CD1 molecules can bind mycobacterial lipids and activate T cells. However, since group 1 CD1 molecules are absent in mice, our understanding of CD1-restricted T cell function and differentiation remains limited. Recently, we performed comprehensive single-cell TCR analysis of human T cells responding to total mycobacterial lipids and identified a CD1b-restricted T cell subset that recognize trehalose monomycolate (TMM), a glycolipid abundant in the mycobacterial cell wall. These T cells shared a characteristic TCR motif suited to recognizing the bulky trehalose moiety and were found in multiple individuals. Single-cell analysis revealed that these cells exhibit effector memory phenotype in peripheral blood of healthy donors and upregulate cytotoxicity-associated genes, such as PRF1, GNLY and GZMB, upon ex vivo TMM stimulation.
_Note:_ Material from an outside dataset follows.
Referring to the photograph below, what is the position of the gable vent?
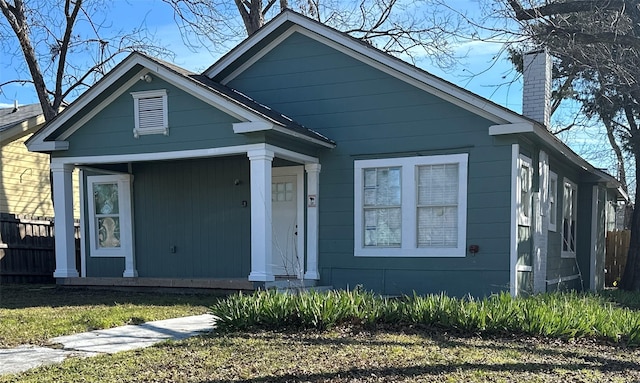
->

Furthermore, TMM-specific T cells in active tuberculosis patients also expressed cytotoxic effector markers.
To investigate the function of these T cells in vivo, we examined CD1b-restricted T cells in cynomolgus macaques. TMM-CD1b tetramer-positive (TMM-CD1b-tet+) T cells were detected in the peripheral blood of macaques and appeared as a clearly stained population within CD4+ CD161+ T cells in lymph nodes and spleen. Moreover, intratracheal administration of TMM increased the frequency of TMM-CD1b-tet+ T cells and these T cells showed cytotoxic potential.
Thus, the TMM-specific T cell subset is conserved among primates and utilizing non-human primate infection models enables evaluation of vaccine efficacy. Elucidating the detailed mechanisms underlying the memory potential and cytotoxicity of lipid-reactive T cells will contribute to the development of lipid-based vaccine strategies.